また、ギリシャ神話の有名な女神アフロディーテ(ヴィーナス)は、天空神ウラノスの切り取られた男根が海に落ちて、その時沸き立った泡から生まれたとされていたり、エジプトのライオンの顔をした女神セクメトは太陽神ラーの左目から、あるいは、象の神様で有名なインドのガネーシャ神は、母親のパールバティが体を洗った時の垢から……等、神様が神様の一部から現出するお話は、まだたくさんあります。

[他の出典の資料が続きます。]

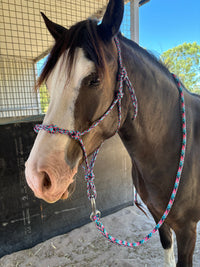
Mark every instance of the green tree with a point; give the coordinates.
(184, 61)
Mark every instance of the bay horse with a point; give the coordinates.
(81, 75)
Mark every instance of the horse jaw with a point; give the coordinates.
(169, 256)
(48, 172)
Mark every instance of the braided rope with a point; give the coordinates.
(96, 218)
(76, 135)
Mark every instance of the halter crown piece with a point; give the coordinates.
(89, 174)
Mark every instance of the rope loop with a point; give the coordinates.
(75, 135)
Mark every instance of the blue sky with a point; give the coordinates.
(165, 24)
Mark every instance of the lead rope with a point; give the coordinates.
(89, 174)
(96, 218)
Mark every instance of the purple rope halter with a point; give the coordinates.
(89, 174)
(76, 135)
(96, 218)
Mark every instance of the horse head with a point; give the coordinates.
(81, 77)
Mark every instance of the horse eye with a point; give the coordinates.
(94, 81)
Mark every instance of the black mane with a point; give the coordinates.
(84, 35)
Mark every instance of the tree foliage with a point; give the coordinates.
(184, 61)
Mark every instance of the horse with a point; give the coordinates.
(81, 75)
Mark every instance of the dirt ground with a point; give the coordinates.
(86, 247)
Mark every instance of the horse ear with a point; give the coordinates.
(112, 19)
(55, 29)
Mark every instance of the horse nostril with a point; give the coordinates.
(46, 181)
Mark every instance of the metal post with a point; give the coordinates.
(135, 20)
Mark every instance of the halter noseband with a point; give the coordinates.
(76, 135)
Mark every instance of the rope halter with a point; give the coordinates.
(89, 174)
(76, 135)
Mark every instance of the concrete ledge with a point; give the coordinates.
(26, 220)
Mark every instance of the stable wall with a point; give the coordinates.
(26, 220)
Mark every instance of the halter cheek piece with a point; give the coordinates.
(89, 174)
(76, 135)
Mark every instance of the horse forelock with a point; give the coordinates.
(82, 35)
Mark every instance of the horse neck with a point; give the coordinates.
(158, 124)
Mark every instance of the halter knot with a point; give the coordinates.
(122, 76)
(75, 135)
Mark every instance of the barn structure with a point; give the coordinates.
(25, 42)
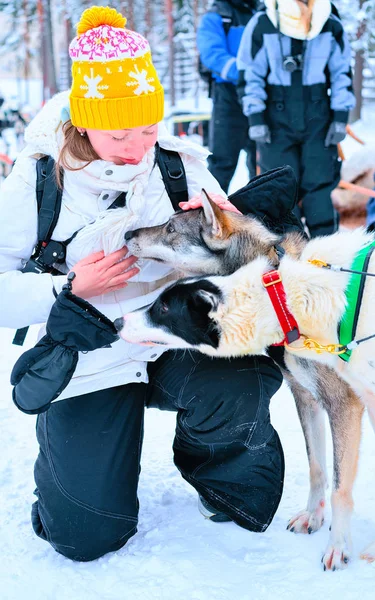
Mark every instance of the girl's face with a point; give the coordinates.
(123, 146)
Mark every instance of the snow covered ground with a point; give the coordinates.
(176, 553)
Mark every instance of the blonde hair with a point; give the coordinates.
(75, 147)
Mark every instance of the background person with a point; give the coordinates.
(218, 39)
(297, 92)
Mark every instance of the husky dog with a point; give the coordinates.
(211, 241)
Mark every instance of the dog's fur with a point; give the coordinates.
(212, 241)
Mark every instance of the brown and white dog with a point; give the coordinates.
(232, 315)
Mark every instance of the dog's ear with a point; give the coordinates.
(212, 214)
(206, 299)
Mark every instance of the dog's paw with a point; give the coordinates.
(336, 556)
(369, 554)
(307, 521)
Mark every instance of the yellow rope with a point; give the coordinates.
(310, 344)
(318, 263)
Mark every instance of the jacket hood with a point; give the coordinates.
(290, 17)
(44, 135)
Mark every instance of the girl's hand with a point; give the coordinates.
(221, 201)
(98, 274)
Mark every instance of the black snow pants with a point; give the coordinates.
(299, 118)
(225, 446)
(228, 135)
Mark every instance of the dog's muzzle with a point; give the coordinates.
(119, 323)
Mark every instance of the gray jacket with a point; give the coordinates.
(326, 62)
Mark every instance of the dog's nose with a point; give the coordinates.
(119, 323)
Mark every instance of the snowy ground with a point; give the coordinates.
(176, 553)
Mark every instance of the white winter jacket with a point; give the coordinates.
(26, 298)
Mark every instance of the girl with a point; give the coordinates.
(103, 138)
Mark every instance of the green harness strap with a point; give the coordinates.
(354, 294)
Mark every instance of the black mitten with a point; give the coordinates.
(272, 198)
(43, 372)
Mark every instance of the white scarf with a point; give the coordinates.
(108, 230)
(289, 17)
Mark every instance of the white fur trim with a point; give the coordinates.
(289, 15)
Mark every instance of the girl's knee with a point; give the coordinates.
(85, 537)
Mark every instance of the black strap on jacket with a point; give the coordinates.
(49, 197)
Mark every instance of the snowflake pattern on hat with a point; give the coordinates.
(114, 82)
(105, 43)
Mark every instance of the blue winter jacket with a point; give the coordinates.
(217, 50)
(260, 58)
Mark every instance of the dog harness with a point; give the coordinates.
(348, 325)
(354, 295)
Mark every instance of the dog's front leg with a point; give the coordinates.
(345, 420)
(312, 420)
(369, 553)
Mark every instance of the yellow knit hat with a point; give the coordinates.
(115, 84)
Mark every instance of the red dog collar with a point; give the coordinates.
(274, 286)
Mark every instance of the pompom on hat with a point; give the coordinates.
(115, 84)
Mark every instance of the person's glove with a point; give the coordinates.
(260, 134)
(43, 372)
(336, 133)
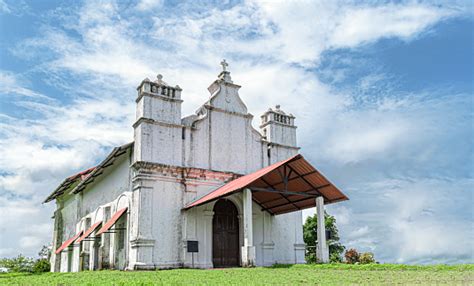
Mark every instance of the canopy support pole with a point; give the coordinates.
(248, 250)
(322, 250)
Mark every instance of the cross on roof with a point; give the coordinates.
(224, 65)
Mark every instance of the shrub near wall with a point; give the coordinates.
(18, 264)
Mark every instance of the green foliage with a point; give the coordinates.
(310, 235)
(18, 264)
(312, 274)
(41, 265)
(352, 256)
(366, 258)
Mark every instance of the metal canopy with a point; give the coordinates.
(111, 221)
(287, 186)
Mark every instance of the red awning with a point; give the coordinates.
(286, 186)
(111, 221)
(88, 231)
(68, 242)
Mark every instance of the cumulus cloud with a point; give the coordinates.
(97, 54)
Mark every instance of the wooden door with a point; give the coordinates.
(225, 235)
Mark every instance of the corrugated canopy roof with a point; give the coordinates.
(287, 186)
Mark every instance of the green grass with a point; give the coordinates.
(335, 274)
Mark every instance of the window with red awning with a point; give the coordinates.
(112, 221)
(68, 242)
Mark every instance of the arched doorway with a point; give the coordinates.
(225, 235)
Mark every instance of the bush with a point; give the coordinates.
(18, 264)
(366, 258)
(352, 256)
(335, 258)
(41, 265)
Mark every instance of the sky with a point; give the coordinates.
(382, 93)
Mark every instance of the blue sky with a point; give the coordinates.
(382, 93)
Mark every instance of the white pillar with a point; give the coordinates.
(322, 250)
(248, 250)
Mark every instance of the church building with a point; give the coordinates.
(206, 190)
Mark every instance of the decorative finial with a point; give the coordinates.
(224, 65)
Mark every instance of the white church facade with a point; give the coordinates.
(207, 190)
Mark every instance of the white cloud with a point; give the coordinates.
(367, 24)
(10, 84)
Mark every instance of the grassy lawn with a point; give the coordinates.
(278, 275)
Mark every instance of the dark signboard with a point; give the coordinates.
(328, 234)
(193, 246)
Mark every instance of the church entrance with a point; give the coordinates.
(225, 235)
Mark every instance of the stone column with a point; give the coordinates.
(322, 250)
(142, 242)
(248, 250)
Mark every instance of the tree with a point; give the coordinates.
(18, 264)
(310, 236)
(45, 252)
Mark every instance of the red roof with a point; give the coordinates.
(285, 186)
(88, 231)
(68, 242)
(111, 221)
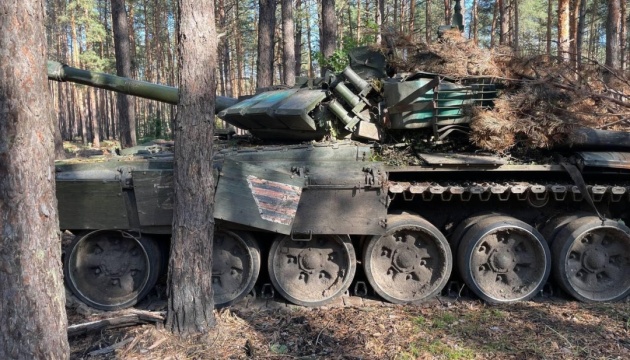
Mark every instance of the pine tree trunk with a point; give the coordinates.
(288, 43)
(225, 52)
(298, 40)
(328, 42)
(515, 38)
(32, 299)
(573, 25)
(613, 24)
(549, 21)
(428, 21)
(475, 23)
(266, 30)
(190, 295)
(380, 13)
(493, 27)
(623, 34)
(412, 19)
(311, 70)
(563, 29)
(579, 41)
(123, 68)
(504, 23)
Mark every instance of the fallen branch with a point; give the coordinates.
(132, 318)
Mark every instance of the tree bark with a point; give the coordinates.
(298, 39)
(311, 70)
(493, 26)
(428, 21)
(563, 29)
(475, 23)
(504, 22)
(225, 51)
(623, 34)
(126, 112)
(266, 30)
(549, 21)
(515, 37)
(613, 22)
(380, 13)
(288, 43)
(190, 295)
(579, 41)
(328, 41)
(32, 315)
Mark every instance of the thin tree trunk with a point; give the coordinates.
(549, 21)
(32, 299)
(123, 68)
(311, 71)
(493, 27)
(359, 20)
(563, 29)
(288, 43)
(579, 41)
(504, 23)
(412, 19)
(329, 30)
(475, 23)
(238, 40)
(224, 45)
(623, 34)
(380, 14)
(515, 39)
(447, 12)
(573, 28)
(190, 295)
(613, 24)
(298, 39)
(96, 139)
(266, 31)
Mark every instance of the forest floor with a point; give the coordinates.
(365, 328)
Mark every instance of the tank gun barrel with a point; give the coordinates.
(147, 90)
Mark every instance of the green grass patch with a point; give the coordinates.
(437, 349)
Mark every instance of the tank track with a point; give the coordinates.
(504, 191)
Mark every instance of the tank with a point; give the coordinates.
(334, 202)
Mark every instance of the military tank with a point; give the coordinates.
(317, 199)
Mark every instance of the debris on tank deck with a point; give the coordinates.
(541, 99)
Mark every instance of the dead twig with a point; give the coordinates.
(134, 317)
(110, 348)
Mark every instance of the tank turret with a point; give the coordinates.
(147, 90)
(392, 193)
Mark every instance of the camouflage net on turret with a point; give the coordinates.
(543, 98)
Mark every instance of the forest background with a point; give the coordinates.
(80, 33)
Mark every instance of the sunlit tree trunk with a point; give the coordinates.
(328, 42)
(563, 29)
(33, 323)
(123, 68)
(613, 24)
(288, 43)
(266, 32)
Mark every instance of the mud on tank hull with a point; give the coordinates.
(317, 213)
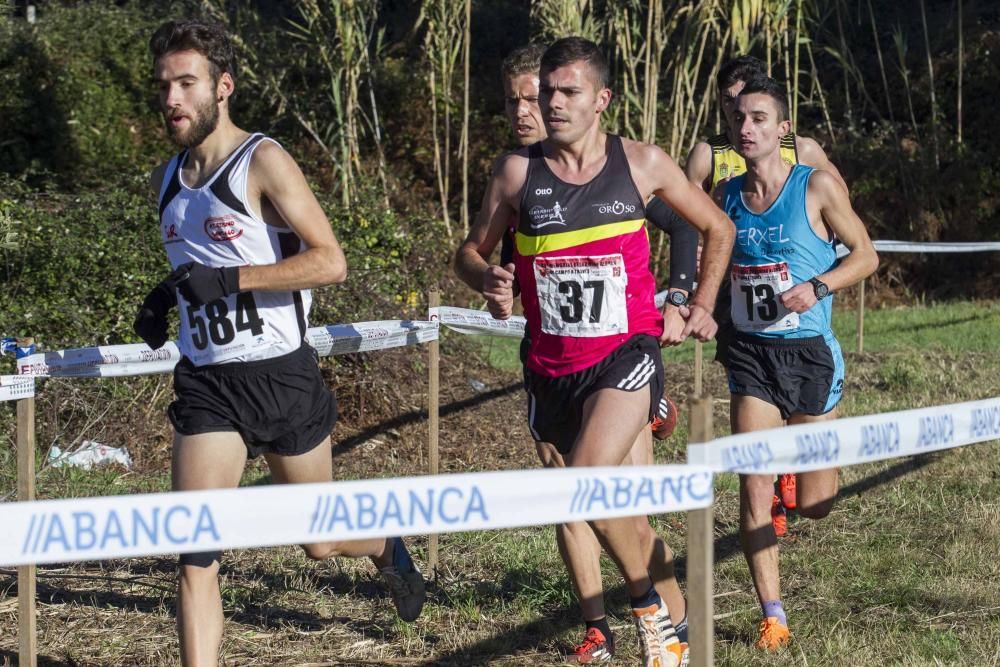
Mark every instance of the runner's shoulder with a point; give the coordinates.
(644, 156)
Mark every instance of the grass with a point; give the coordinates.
(904, 571)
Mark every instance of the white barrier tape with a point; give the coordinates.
(15, 387)
(911, 246)
(468, 321)
(139, 359)
(54, 531)
(853, 440)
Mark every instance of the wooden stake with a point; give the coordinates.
(861, 317)
(701, 555)
(26, 623)
(433, 402)
(699, 362)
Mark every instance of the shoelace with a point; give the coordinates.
(590, 641)
(650, 637)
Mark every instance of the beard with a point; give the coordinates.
(203, 123)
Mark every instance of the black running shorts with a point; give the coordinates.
(555, 404)
(801, 376)
(278, 406)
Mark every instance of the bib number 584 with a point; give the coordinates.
(211, 323)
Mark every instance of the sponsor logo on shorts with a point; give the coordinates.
(223, 228)
(879, 440)
(985, 422)
(936, 431)
(338, 512)
(822, 447)
(748, 456)
(624, 493)
(66, 532)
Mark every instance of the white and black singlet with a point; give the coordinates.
(214, 225)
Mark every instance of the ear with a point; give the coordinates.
(604, 96)
(225, 87)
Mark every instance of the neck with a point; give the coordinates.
(766, 174)
(588, 148)
(218, 145)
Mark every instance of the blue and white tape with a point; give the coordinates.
(15, 387)
(139, 359)
(852, 440)
(54, 531)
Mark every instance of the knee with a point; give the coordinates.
(321, 551)
(197, 566)
(817, 510)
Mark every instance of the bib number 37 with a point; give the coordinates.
(582, 296)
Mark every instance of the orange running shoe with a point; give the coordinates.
(773, 634)
(665, 420)
(595, 649)
(786, 489)
(779, 518)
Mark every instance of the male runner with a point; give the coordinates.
(593, 370)
(248, 240)
(715, 160)
(785, 364)
(578, 546)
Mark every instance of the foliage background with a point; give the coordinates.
(81, 132)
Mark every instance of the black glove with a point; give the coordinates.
(200, 284)
(151, 320)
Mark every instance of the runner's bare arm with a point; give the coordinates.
(654, 169)
(283, 197)
(495, 283)
(156, 178)
(698, 167)
(812, 154)
(826, 195)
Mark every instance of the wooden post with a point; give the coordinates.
(701, 555)
(699, 363)
(433, 401)
(861, 317)
(26, 623)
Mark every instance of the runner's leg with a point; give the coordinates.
(314, 466)
(660, 557)
(816, 491)
(612, 420)
(579, 548)
(760, 545)
(198, 462)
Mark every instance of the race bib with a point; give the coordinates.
(582, 297)
(755, 304)
(223, 329)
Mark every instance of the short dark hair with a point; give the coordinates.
(575, 49)
(525, 59)
(768, 86)
(739, 69)
(208, 38)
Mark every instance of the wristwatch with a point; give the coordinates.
(819, 288)
(677, 298)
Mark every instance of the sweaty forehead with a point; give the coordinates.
(757, 103)
(573, 74)
(522, 85)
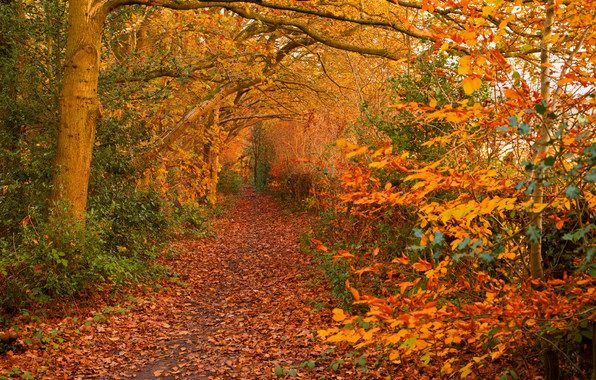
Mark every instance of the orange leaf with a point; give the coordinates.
(422, 266)
(339, 315)
(471, 84)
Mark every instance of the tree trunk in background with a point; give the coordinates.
(550, 355)
(79, 110)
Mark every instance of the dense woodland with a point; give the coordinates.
(442, 152)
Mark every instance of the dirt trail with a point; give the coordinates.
(239, 309)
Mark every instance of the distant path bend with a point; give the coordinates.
(242, 311)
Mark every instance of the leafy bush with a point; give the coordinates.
(229, 181)
(57, 260)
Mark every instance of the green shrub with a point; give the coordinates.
(229, 182)
(57, 260)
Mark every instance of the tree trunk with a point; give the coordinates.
(79, 110)
(550, 355)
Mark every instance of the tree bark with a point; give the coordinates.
(550, 356)
(79, 110)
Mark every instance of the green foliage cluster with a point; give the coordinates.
(262, 153)
(229, 181)
(43, 257)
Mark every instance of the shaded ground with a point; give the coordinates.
(238, 309)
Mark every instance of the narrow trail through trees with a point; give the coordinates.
(239, 308)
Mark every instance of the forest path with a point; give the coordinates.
(242, 308)
(238, 309)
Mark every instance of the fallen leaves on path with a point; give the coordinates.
(238, 307)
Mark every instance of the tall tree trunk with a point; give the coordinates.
(79, 109)
(550, 355)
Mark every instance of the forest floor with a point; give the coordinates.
(240, 306)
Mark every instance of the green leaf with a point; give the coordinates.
(533, 233)
(523, 129)
(464, 243)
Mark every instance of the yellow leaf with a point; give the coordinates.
(471, 84)
(339, 315)
(464, 65)
(465, 371)
(393, 355)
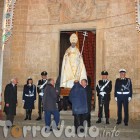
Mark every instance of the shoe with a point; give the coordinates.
(99, 121)
(39, 118)
(126, 124)
(118, 123)
(107, 121)
(26, 118)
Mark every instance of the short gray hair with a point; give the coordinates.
(13, 79)
(49, 81)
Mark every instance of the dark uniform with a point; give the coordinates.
(29, 97)
(39, 91)
(123, 93)
(104, 88)
(89, 99)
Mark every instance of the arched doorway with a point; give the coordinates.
(89, 54)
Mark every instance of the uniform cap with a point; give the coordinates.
(30, 78)
(44, 73)
(73, 38)
(122, 70)
(104, 73)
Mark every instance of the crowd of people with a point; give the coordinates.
(73, 76)
(80, 98)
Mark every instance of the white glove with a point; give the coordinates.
(102, 93)
(129, 99)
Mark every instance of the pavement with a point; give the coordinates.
(34, 130)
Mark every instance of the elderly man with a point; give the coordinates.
(73, 67)
(10, 98)
(78, 98)
(40, 89)
(123, 95)
(49, 103)
(104, 88)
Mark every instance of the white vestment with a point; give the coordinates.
(73, 68)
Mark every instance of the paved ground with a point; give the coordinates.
(96, 132)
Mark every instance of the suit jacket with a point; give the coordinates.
(40, 82)
(49, 98)
(123, 85)
(107, 89)
(10, 97)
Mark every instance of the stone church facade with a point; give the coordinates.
(34, 45)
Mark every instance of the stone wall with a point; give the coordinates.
(34, 46)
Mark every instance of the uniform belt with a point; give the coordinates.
(29, 95)
(122, 92)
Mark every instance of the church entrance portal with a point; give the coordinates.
(89, 54)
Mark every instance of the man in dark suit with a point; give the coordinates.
(40, 89)
(104, 88)
(123, 95)
(88, 89)
(10, 98)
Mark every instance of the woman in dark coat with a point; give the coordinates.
(78, 98)
(29, 97)
(10, 98)
(49, 103)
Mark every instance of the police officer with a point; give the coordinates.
(123, 94)
(29, 97)
(40, 89)
(104, 88)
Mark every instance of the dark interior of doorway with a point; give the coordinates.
(89, 53)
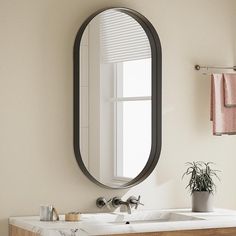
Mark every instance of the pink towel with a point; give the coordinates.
(230, 90)
(224, 118)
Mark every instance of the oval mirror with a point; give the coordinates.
(117, 98)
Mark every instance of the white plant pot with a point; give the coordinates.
(202, 201)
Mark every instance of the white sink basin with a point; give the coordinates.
(140, 217)
(151, 217)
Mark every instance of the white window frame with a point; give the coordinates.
(118, 71)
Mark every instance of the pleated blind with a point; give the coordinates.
(122, 38)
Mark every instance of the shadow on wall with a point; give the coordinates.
(3, 224)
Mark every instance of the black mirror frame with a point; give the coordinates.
(156, 97)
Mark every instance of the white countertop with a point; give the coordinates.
(105, 223)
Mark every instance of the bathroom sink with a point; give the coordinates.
(152, 217)
(139, 217)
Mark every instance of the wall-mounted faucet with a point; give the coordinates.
(117, 202)
(102, 202)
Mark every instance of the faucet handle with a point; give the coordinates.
(102, 202)
(135, 201)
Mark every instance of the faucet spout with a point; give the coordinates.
(128, 207)
(117, 202)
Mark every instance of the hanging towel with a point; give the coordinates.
(223, 118)
(230, 90)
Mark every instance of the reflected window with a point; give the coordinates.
(132, 105)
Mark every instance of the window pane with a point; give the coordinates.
(133, 137)
(136, 78)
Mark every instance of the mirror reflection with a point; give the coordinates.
(115, 98)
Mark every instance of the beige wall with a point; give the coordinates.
(37, 163)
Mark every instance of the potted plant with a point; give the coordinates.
(201, 185)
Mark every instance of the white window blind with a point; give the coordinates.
(122, 38)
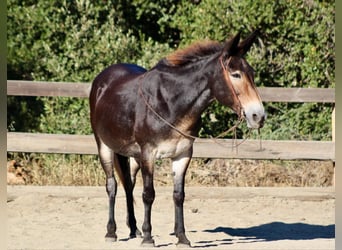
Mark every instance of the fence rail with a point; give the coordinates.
(28, 88)
(203, 148)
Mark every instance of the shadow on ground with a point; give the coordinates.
(279, 231)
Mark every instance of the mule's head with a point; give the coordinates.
(239, 76)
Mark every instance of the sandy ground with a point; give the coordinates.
(215, 218)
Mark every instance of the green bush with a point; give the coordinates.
(73, 41)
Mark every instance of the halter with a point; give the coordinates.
(230, 85)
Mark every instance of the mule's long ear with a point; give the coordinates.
(231, 46)
(246, 44)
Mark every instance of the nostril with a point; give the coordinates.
(255, 117)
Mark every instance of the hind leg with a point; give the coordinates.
(134, 167)
(107, 161)
(129, 186)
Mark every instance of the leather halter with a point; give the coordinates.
(236, 99)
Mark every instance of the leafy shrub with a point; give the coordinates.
(74, 40)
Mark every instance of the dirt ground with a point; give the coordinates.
(56, 217)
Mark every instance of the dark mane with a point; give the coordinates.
(193, 53)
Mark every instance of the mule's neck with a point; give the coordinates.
(182, 93)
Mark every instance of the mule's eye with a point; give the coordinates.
(236, 75)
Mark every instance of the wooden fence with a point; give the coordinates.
(204, 148)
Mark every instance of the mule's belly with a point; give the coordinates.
(173, 147)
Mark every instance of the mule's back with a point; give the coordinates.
(112, 102)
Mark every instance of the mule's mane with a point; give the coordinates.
(193, 53)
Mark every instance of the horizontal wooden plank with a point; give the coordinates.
(268, 94)
(325, 95)
(203, 148)
(29, 88)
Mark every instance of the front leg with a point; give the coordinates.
(179, 167)
(147, 167)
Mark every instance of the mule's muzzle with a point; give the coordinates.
(255, 118)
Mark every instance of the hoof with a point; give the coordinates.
(183, 241)
(111, 237)
(147, 243)
(137, 234)
(183, 245)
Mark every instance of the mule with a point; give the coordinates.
(152, 114)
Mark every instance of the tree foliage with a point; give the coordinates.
(72, 41)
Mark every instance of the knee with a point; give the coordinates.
(148, 195)
(111, 187)
(178, 197)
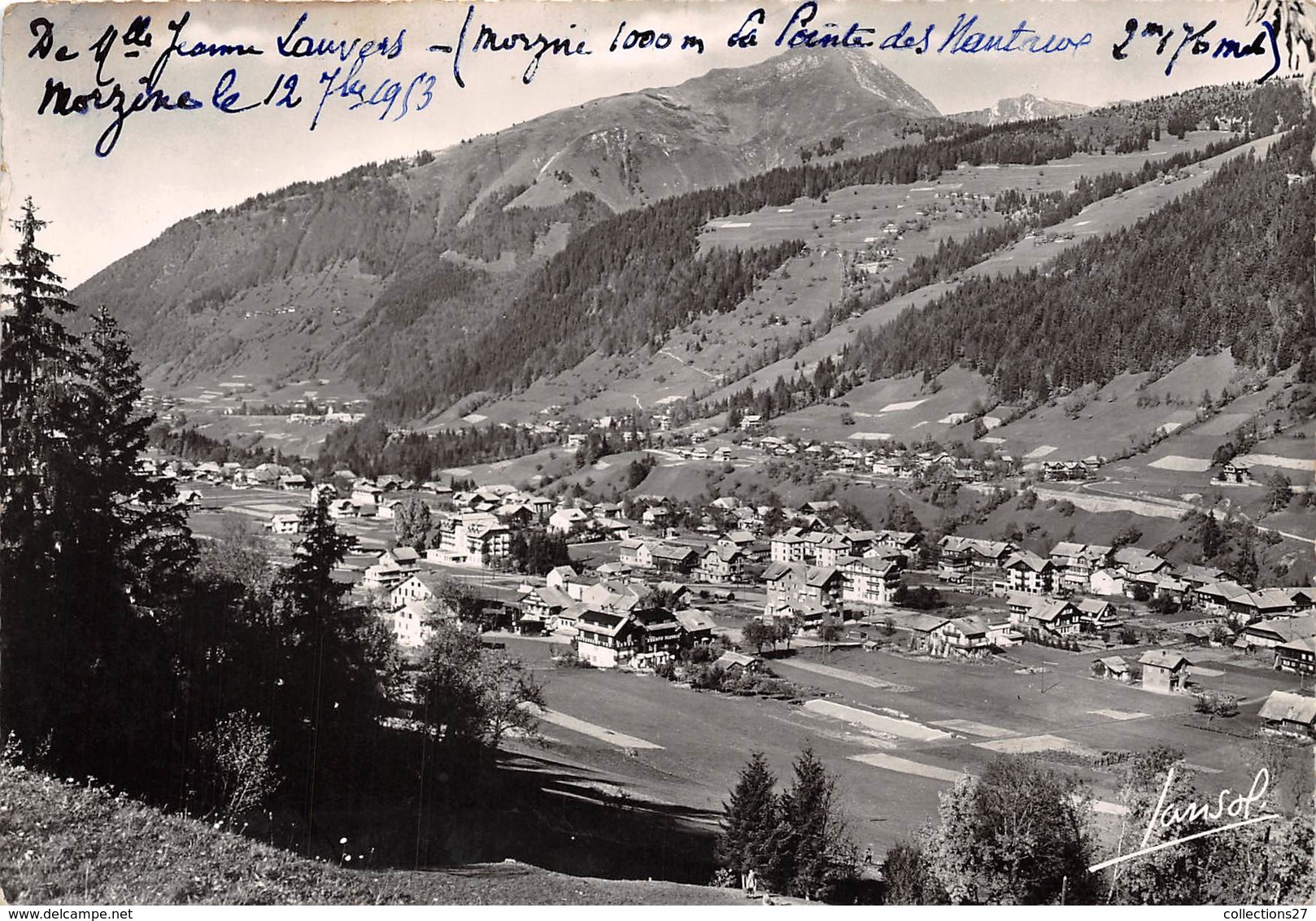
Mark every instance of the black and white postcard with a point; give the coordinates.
(717, 453)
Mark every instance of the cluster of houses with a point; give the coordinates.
(612, 622)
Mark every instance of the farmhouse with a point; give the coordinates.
(1236, 473)
(412, 624)
(1098, 615)
(869, 580)
(1271, 633)
(566, 520)
(637, 554)
(1296, 656)
(1052, 616)
(926, 631)
(696, 626)
(968, 635)
(1288, 714)
(1164, 671)
(1026, 571)
(606, 639)
(674, 558)
(1113, 667)
(723, 563)
(285, 524)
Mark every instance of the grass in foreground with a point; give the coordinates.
(66, 842)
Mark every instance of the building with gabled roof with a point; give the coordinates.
(1164, 671)
(1026, 571)
(1288, 714)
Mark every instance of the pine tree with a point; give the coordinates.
(38, 360)
(817, 848)
(749, 820)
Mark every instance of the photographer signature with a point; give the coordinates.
(1240, 808)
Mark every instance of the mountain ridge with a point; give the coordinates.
(285, 282)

また、それらの神話は、近親関係間に見られる例が多く、たとえばアマテラスさんとスサノオさんは姉弟ですし、そもそもお二方とも、イザナギさんの左目からアマテラスさん、鼻からスサノオさんが生まれています。
近親者と結婚したり、あるいは交わって、あるいはやりとりの中で生まれ出る神話は世界中にあります。
一寸爺の夢見でも、私の足の親指と口内から出てきたのは、紛れもなく私の亡父でした。
──生死の端境(はざかい)を見せてくれる神話と夢見
父が夢見に登場することは、昔からよくありましたが、このような形で出てきたことは、たぶん、父の生前にはなかったことだと思います。
この夢は、父が他界しているからこそ、見ることが叶った夢であるように思えるのです。
つまり、生死が隣り合わせであること、それこそが神話世界であること。
神話の世界は、現実と照らし合わせると、夢見のごとく違和感だらけです。
しかし、神話世界側から、人間の現実を「あえて」眺めてみると、
それはそれで、不思議と違和感だらけに思えてくるのです。
夢見側からは、死は単に忌むべきものではなく、生の喜びと等価だとも思えます。
こういうと、生という面でしか愛でて見てこなかった私たちは、少し怖れを感じるのではないでしょうか。
死を受け入れたら、生を粗末にするのではないかと。
でも、本当は逆で、生死が等価であるからこそ、生は生として、より輝ける。
死という生の裏付けが、本質的に美しいものであり、神話的であるとわかってはじめて、生の中に、こころからくつろげるのかもしれません。
死という名で呼ばれるものの中に、神話のような生の神秘が垣間見られます。
それを、私たちに人間に、直で教えてくれるのが、夢見だと思うのです。